Singapore has been hit with a string of bond defaults since late 2015. These defaults, especially retail bonds, have caused investors to lose quite a sizable amount of money.
Some prominent defaults are as follows:
1) PT Trikomsel Oke: Nov-2015
2) Pacific Andres Resources Development Ltd: Jan-2016
3) Swiber Holdings Ltd: Aug-2016
It is always easier to blame the bankers for misrepresenting the product and their lack of integrity. However, the final choice is still left to us. Knowing whether a retail bond will default is a science that no one has provided a correct theory to thus far. Nonetheless, here are 3 indicators that will help us make wiser bond investment choices.
Read Also: 3 Common Characteristics Of Junk Bonds
Make Sure We Know The Company
Currently, there are 12 retail bonds listed on the Singapore Exchange (SGX). Depending on how savvy each individual is, there are companies that are household names, while others are foreign to the average person.
At the time of writing (1st Sep 2016) the retail bond with the highest coupon rate is “AspialTrea 5.3%b200401”. Aspial Treasury Pte. Ltd issued this bond, with Aspial Corporation Limited guaranteeing it.
The key question we would ask ourselves is – Do we know exactly what the company does?
Aspial Corp runs three lines of businesses, namely jewelry, property development and financial services. Amongst the businesses owned and operated, we would only recognise famous brands like CITIGEMS and Maxi-Cash.
How well versed are we with understanding this corporation and its various lines of businesses? If we are not confident in saying that we know the company well enough, then we would suggest staying away from the bond.
We are not suggesting that the corporation will default, but rather it is important to understand how well we know the company.
On the other hand, we have another bond “CapMallTrb3.08%210220” which is issued by CapitaMall Trust Management Limited, a wholly-owned subsidiary of CapitaMalls Asia.
This firm is a household name that manages a bulk of malls that we physically see every time we exit our homes. Bugis Junction, ION Orchard, Plaza Singapura, Raffles City, and WestGate are just some of the brands.
Being able to breathe and feel the corporation’s bread and butter businesses always provides us with an understanding of its viability and their ability to meet their debt obligations.
Make Sure We Know The Direction Of The Company
It is always hard to start reading a company’s annual report. It comes with terms and jargon that are extremely hard to digest.
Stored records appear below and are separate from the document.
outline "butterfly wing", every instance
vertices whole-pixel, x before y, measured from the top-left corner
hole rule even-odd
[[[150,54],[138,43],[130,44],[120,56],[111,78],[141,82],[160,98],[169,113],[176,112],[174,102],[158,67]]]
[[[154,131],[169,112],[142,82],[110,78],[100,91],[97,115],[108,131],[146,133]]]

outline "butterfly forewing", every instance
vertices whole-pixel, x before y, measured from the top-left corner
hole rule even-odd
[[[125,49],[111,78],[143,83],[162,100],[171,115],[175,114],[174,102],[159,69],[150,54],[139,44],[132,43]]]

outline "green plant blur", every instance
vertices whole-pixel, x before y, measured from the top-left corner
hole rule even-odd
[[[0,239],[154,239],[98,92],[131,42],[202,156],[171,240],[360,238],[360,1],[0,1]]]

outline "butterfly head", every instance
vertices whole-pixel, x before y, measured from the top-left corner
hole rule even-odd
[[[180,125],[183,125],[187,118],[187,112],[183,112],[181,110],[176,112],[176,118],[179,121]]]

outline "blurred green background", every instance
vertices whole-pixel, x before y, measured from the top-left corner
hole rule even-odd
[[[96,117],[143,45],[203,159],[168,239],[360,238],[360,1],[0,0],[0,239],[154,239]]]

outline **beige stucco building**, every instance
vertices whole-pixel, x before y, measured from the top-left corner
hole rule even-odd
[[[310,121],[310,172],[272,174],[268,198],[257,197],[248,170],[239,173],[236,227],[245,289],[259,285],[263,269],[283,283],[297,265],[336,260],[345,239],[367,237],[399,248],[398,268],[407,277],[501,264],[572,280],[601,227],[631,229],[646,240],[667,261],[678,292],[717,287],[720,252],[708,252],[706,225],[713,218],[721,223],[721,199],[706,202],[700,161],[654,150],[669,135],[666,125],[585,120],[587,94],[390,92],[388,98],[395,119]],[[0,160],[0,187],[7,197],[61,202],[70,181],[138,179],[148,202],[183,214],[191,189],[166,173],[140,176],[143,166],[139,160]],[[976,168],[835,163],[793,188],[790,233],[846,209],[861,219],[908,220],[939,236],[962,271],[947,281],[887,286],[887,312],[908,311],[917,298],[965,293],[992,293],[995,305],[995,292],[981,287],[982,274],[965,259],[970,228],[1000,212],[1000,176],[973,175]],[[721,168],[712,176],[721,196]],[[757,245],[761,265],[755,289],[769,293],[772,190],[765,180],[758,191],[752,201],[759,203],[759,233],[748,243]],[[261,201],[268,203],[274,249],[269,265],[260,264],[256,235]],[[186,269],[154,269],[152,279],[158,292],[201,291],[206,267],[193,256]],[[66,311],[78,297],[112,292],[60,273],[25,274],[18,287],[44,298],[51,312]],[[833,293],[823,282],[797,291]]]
Unless we are professionals, we tend to feel a little drowsy after a few pages into the reading.
However, the annual report would have expectations and guidance set by the board of directors. The senior management (CEO, CFO, etc.) would also lay out their plans and strategies. We can roughly predict how the company would pan out going forward, whether they will be more aggressive and risky, or they will look to make safer strategic bets to grow the business.
Make Sure We Know Financial Health Of The Company
Once we are done with the qualitative portion, we would then look at the financial statements. It is equally important to understand the quantitative part. SGX has provided some fundamental ratios that would help us better understand the financial profile of the company.
1) EBITDA* / Interest Expense – Tell us how many times its earnings can cover its interest expense
2) Current Assets / Interest Expense – Tells us how many times its liquid assets can cover its interest expense
3) Net Debt / EBITDA* – Shows us how many years it would take for the company to pay back its debt if net debt and EBITDA* are held constant
*EBITDA refers to Earnings Before Interest, Taxes, Depreciation, and Amortization.
By understanding both the qualitative and quantitative portion of the company, that would put us in a better position to evaluate whether should we buy this company’s bonds.
Should We Invest In Retail Bonds?
Bonds or fixed income investing strategy should never be the same as equity, as the upside of a bond is not as fantastic as equity. The maximum gain through bond investing is always capped to the yield of the bond.
Fixed income investing is also a lot tougher to understand. On top of what is required for equity investing, we will need to know other tough topics such as duration and interest rate analysis.
Nonetheless, if we intend to build a consistent income-generating portfolio, it would be better to invest largely into bonds.